Sin embargo, hay experiencias
que lo aproximan a uno a ese concepto tan abstracto: hace un par de semanas,
unos vecinos nuevos que padecemos o disfrutamos, según se vea, festejaban algo
para festejar.
Por la ventana de mi
dormitorio entraba, con énfasis, una canción de ritmo repetitivo, con una letra
que decía:
«Menea, menea/ menea la cola. Menea, menea/
menea la cola».
En una reiteración que me
hizo comprender, en un instante, la noción de lo infinito.
Inmediatamente recordé una
anécdota en la que Borges dice:
«Estábamos conversando con Macedonio Fernández,
que explicaba que el alma es inmortal, mientras tocaban en la pieza de al lado
una estupidez que me parece se llama La Cumparsita. Entonces le
dije a Macedonio: “¿Qué te parece si nos suicidamos para librarnos de esa
música tan pobre?”».
Allí comprendí no solo la
noción de infinito, sino también que Borges probablemente no hablaba con ironía
sino muy en serio. En vano busqué en mi mesa de luz la cápsula de cianuro que
nunca tuve y en el desván de los trastos esa soga que resistiera mis más de 80
Kg (que tampoco tuve jamás; me refiero a la soga, porque los 80 Ks sí los tengo). Creo recordar que, por esa razón, no me suicidé.
Pero el tiempo (infinito)
suele tener sus mudanzas, y como suele decirse hay “una de cal y una de arena”.
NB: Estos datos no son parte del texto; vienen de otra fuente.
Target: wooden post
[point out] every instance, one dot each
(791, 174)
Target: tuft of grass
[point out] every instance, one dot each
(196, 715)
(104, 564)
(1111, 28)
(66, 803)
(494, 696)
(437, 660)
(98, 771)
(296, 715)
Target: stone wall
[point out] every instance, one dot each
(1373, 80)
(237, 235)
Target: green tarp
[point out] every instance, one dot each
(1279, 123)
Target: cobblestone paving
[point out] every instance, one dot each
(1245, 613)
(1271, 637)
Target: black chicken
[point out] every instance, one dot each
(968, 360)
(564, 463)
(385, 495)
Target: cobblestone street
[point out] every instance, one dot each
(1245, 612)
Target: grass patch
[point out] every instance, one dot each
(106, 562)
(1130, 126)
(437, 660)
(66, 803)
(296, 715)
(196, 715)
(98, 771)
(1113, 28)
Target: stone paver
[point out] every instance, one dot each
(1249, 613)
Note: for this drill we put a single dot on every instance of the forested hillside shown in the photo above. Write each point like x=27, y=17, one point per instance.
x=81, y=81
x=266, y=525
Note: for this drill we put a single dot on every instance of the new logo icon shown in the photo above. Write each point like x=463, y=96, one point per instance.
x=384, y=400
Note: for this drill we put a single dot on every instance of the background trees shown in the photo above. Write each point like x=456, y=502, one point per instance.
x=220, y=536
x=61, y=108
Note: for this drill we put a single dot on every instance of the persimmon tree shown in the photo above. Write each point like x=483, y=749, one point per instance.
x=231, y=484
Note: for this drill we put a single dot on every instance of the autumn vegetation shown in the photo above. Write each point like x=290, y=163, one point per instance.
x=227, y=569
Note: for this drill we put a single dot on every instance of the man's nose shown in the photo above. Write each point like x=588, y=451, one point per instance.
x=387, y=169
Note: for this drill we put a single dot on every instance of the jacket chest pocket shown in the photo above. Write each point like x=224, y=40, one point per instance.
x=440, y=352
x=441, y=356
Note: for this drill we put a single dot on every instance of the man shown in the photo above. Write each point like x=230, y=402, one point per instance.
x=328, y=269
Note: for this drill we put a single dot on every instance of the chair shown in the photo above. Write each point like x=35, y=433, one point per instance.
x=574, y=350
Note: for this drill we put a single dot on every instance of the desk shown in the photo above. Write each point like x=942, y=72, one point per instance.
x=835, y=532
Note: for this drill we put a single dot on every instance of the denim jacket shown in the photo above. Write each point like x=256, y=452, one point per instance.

Nuestros vecinos se reivindicaron totalmente, porque anoche en otro festejo,
pusieron una melodía que envidiarían hasta Mozart y Verdi o, para no ir tan
lejos, Lennon y McCartney, y la letra… ¡Ah!, tan sublime que dejaría muy
chiquito a Lepera en su vuelo poético y a Discépolo en su profundidad
filosófica.
La transcribo íntegra porque
merece ser admirada en su totalidad:
«Tocame la cola/con la pistola. Tocame la cola/con la pistola. Tocame
la cola/con la pistola. Tocame la cola/con la pistola».
Allí comprendí que Dios
existe y que su propósito no puede ser otro que regalarnos los sentidos con
estas muestras gigantes de talento.
Podría decir, plagiando a
Borges: «No sé si nos suicidamos… no me acuerdo».